Currently, the following derived variables are included as part of `mllam-data-prep`:
- `toa_radiation`:
  - Top-of-atmosphere incoming radiation
  - function: `mllam_data_prep.ops.derive_variable.physical_field.calculate_toa_radiation`
  - arguments: `lat`, `lon`, `time`
- `hour_of_day_[sin/cos]`:
  - Sine or cosine part of cyclically encoded hour of day
  - function: `mllam_data_prep.ops.derive_variable.time_components.calculate_hour_of_day`
  - arguments: `time`, `component`
- `day_of_year_[sin/cos]`:
  - Sine or cosine part of cyclically encoded day of year
  - function: `mllam_data_prep.ops.derive_variable.time_components.calculate_day_of_year`
  - arguments: `time`, `component`


### Config schema versioning

The schema version of the configuration file is defined by the `schema_version` attribute at the top of the configuration file. This is used to keep track of changes to the configuration file format. The schema version is used to check that the configuration file is compatible with the version of `mllam-data-prep` that you are using. If the schema version of the configuration file is not compatible with the version of `mllam-data-prep` that you are using you will get an error message telling you that the schema version is not compatible.

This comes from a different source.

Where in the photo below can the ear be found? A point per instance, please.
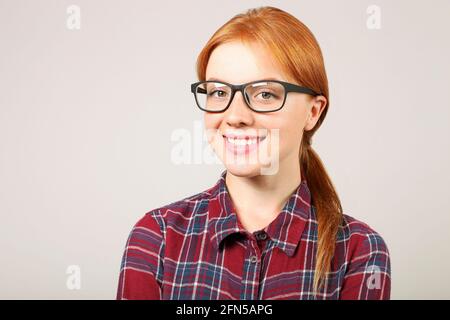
(316, 106)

The schema version is updated whenever the configuration format changes, with the new schema version matching the minimum version of `mllam-data-prep` that is required to use the new configuration format. As `mllam-data-prep` is still in rapid development (and hasn't reached version `v1.0.0` yet) we unfortunately make no gaurantee about backward compatibility. However, the [CHANGELOG.md](CHANGELOG.md) will always contain migration instructions when the config format changes.